On the other hand, subtypes need not be as accessible as the sealed parent. In this case, some clients may not get the chance to exhaustively switch over them; they’ll have to make these switches exhaustive with a default clause or other total pattern. When compiling a switch over such a sealed type, the compiler can provide a useful error message (“I know this is a sealed type, but I can’t provide full exhaustiveness checking here because you can’t see all the subtypes, so you still need a default.”)


Unless otherwise specified, abstract subtypes of sealed types are implicitly sealed, and concrete subtypes are implicitly final. This can be reversed by explicitly modifying the subtype with non-sealed. (Not for records, though; they are always final.)
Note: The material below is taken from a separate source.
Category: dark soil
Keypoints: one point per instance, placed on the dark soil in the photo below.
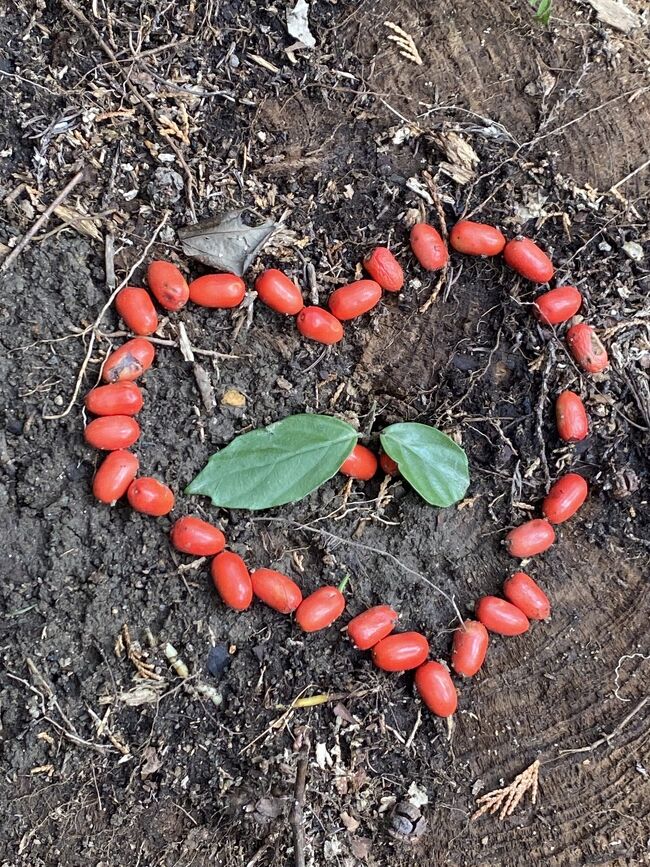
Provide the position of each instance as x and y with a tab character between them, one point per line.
103	767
Unsealing a subtype in a hierarchy doesn’t undermine all the benefits of sealing, because the (possibly inferred) set of explicitly permitted subtypes still constitutes a total covering. However, users who know about unsealed subtypes can use this information to their benefit (much like we do with exceptions today; you can catch FileNotFoundException separately from IOException if you want, but don’t have to.)

An example of where explicit unsealing (and private subtypes) is useful can be found in the JEP 334 API:

sealed interface ConstantDesc
    permits String, Integer, Float, Long, Double,
            ClassDesc, MethodTypeDesc, MethodHandleDesc,
            DynamicConstantDesc { }

sealed interface ClassDesc extends ConstantDesc
    permits PrimitiveClassDescImpl, ReferenceClassDescImpl { }

private class PrimitiveClassDescImpl implements ClassDesc { }
private class ReferenceClassDescImpl implements ClassDesc { }
sealed interface MethodTypeDesc extends ConstantDesc
    permits MethodTypeDescImpl { }

sealed interface MethodHandleDesc extends ConstantDesc
    permits DirectMethodHandleDesc, MethodHandleDescImpl { }
sealed interface DirectMethodHandleDesc extends MethodHandleDesc
    permits DirectMethodHandleDescImpl { }

// designed for subclassing
non-sealed class DynamicConstantDesc extends ConstantDesc { ... }


The combination of records and sealed types follows a powerful, and well-understood, pattern for describing related groups of structured data, and there are many situations where it can improve the readability and concision of common code. Records may not be suitable for all code that would like some relief from the boilerplate of declaration; we plan to continue to look into features that can improve the situation for these use cases as well.